Freelance journalists toil in isolation and obscurity. The isolation comes with the territory: After the excitement of the research – travel to exotic destinations, interviews with specialists, online exploration – it’s you, a blank screen and one word at a time. Obscurity is a little more complicated. As journalists, our bylines are out there, of course. But feedback is surprisingly scant and most reliable when it’s negative.
So when recognition comes, lifting the dual cloaks of isolation and obscurity, it’s as much a deer-in-the-headlights moment as it is a thrill.
Winnie Bird and I have received the Society of Environmental Journalists’ 2014 Outstanding Feature award for “A Tale of Two Forests: Addressing Postnuclear Radiation at Chernobyl and Fukushima.” It appeared in Environmental Health Perspectives in March 2013. I view this honor as a tribute to many scientists who gave us so much of their time and expertise, fine editing by Susan Booker, and my collaboration and friendship with Winnie.
Here’s what the judges had to say:
As the cliché goes, you can’t know where you are headed unless you know where you’ve been, which is what makes “Tale of Two Forests” both an exceedingly vital and original piece of environmental feature writing.
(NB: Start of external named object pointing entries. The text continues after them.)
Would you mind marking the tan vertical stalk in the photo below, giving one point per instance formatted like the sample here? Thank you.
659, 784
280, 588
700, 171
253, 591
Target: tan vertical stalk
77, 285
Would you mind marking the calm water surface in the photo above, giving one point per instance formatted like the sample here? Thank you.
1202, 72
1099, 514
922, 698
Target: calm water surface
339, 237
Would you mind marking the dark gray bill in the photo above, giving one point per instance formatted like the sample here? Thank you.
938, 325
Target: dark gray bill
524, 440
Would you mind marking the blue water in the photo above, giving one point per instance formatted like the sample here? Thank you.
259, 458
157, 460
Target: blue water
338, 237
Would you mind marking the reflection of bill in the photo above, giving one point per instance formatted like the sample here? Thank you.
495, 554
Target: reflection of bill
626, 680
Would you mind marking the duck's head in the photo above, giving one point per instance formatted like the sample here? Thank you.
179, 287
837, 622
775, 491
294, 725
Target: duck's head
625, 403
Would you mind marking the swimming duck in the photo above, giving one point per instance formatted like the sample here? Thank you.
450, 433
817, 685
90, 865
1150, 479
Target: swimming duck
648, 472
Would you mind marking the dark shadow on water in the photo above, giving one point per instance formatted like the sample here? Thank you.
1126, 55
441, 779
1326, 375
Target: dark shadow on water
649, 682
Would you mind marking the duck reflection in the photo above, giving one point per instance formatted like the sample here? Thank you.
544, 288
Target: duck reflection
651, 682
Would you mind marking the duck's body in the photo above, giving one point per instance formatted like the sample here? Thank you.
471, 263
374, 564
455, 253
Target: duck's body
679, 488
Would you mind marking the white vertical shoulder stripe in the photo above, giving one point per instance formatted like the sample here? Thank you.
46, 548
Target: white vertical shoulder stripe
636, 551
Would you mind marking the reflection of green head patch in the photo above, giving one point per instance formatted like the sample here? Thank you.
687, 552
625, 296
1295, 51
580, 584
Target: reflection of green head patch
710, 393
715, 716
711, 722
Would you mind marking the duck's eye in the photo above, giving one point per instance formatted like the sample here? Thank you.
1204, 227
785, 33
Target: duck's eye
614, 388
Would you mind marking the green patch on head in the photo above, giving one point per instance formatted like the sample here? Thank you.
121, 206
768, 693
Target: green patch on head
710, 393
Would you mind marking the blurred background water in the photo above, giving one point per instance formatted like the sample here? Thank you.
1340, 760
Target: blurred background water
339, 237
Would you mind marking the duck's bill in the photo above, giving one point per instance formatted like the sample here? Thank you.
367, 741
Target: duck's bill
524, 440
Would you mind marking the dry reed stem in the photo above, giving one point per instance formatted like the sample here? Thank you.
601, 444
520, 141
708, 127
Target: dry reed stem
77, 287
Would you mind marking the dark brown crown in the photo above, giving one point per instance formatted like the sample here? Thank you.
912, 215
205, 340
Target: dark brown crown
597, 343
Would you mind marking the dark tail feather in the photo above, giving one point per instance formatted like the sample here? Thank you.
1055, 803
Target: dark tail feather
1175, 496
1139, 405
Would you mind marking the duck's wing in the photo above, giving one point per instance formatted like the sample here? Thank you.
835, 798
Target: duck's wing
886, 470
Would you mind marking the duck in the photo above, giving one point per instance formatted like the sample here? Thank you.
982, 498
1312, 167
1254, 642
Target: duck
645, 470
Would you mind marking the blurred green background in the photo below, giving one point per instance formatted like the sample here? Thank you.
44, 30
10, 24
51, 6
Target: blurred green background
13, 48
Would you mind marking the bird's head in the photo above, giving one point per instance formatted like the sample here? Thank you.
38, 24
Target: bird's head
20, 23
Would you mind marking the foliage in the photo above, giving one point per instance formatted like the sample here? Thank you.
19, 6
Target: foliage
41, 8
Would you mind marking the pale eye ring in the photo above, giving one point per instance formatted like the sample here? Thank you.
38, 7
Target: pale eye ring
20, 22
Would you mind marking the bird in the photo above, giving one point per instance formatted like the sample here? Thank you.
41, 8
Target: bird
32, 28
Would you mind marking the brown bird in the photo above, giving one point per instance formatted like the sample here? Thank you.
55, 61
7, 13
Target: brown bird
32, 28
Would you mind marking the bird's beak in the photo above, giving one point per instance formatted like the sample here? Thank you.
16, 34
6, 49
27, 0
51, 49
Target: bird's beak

The best stories are those that make other journalists wish they had thought of it first, and that’s certainly the case with their compelling and meticulously researched examination of how the nuclear disaster at Chernobyl should — but isn’t necessarily — guiding the actions of those cleaning up after Japan’s Fukushima meltdown.
We dedicate this award to the people of Chernobyl and Fukushima who lost lives, livelihoods, homes and the places they love.